5 July 2007

Mission.

What do you immediately think of? Until the last few years I usually thought of ‘mission’ as overseas in a culture different to ours. I still do think of mission as overseas – as well as here in Australia and in our own city, suburb, street.

Global Mission Partners continue to participate in amazing work throughout the world and Urban Neighbours of Hope (UNOH) are working in Thailand and in Australia. My ears and heart have been opened more and more to the circumstances in which these missionaries are working – it can only be in God’s strength that these people do what they do.

Yet, do we always have to be working in poor and/or dangerous situations to be a missionary? Over the years I have come to an understanding of ‘mission’ as being any one of a number of things. How about the person who, without fail, always checks in on someone who doesn’t have family close by?

They are not related and don’t necessarily have a lot in common, but they care with a passion and are willing to take on the responsibility – and they bring some sunshine and security into someone’s life.

What about the volunteers in the hospitals, nursing homes, meals on wheels, Red Cross, GMP, UNOH – the list goes on and on.

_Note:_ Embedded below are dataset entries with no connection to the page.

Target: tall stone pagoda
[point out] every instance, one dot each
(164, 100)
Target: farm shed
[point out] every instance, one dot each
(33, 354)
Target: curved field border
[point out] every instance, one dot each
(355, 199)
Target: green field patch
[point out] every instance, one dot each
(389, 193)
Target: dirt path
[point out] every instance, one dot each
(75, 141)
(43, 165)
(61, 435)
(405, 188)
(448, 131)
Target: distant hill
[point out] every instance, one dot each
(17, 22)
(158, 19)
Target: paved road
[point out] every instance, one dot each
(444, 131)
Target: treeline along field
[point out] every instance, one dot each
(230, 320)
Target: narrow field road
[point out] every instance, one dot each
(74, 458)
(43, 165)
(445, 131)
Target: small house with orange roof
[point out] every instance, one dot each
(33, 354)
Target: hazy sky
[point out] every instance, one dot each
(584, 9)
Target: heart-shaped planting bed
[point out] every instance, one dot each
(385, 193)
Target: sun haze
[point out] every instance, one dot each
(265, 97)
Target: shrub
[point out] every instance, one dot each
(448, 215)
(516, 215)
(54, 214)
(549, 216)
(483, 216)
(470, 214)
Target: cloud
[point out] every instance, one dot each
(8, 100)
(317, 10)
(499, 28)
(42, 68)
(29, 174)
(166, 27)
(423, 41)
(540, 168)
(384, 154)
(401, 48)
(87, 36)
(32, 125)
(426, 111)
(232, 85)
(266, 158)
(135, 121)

Let’s not forget those who are constantly caring for a family member. Surely, that caring must be heart-wrenching sometimes and yet day after day after day, those carers keep doing what they do. They will fight for their loved one’s care, often dealing with bureaucracy and seemingly uncaring people in power.

And what about those who support asylum seekers and refugees? They also go into battle for those who are powerless in our land. They fight for a ‘fair go’ for those who have already endured the most horrific of circumstances and then find that life can seem very unfair in their new land.

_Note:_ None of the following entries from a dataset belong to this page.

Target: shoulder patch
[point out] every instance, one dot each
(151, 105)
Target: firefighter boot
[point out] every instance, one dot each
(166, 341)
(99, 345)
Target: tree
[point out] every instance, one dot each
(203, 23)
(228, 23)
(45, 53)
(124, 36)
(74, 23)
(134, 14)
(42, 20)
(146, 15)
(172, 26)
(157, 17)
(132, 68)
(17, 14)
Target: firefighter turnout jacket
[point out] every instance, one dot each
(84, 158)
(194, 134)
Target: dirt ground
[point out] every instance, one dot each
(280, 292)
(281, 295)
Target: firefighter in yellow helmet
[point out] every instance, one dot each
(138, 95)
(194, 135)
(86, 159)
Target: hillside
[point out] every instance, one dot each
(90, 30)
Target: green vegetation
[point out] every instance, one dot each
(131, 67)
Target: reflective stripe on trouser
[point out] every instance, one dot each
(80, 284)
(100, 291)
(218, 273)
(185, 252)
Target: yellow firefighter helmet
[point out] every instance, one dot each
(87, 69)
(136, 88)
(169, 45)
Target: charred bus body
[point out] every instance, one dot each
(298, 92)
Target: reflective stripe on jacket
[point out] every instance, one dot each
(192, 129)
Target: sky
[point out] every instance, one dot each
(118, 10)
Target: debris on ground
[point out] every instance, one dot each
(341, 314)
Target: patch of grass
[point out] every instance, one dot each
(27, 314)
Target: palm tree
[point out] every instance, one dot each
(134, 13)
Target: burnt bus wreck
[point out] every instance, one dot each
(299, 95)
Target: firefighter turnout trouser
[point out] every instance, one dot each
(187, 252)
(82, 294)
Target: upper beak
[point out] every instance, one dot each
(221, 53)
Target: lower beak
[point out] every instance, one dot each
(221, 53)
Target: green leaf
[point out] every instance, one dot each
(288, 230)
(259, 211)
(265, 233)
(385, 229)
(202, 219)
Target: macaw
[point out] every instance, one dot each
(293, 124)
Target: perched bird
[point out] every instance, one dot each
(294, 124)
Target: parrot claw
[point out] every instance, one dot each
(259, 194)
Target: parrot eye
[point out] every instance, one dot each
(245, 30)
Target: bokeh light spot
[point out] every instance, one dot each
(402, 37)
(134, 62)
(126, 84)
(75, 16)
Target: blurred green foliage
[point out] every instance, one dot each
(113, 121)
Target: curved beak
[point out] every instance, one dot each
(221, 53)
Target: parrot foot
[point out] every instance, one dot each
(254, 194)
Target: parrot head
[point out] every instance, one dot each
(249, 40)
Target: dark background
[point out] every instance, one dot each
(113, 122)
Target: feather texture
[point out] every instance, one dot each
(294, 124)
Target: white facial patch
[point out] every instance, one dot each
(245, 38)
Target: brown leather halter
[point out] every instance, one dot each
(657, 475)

So when I think of ‘Mission’, I think of all sorts of things. We can all be missionaries. It’s not hard to be pleasant to the checkout person – you might be the only person all day who’s treated them like a human being. It doesn’t take that long to pop in next door to check on the elderly lady or man who lives by themselves or contact that young person who seems to be struggling with life issues.

Make that phone call, write that letter, send that card – you never know when your action will be the one bright spot in someone’s day or week. Be on a mission to brighten someone’s life in whatever way you can. You are a representative for Jesus or as someone once said to me ‘Jesus in skin’. Matthew 25: 31-40 is a passage that we can all afford to read again and again, just to remind us that we are all on the mission field, every day, where-ever we are.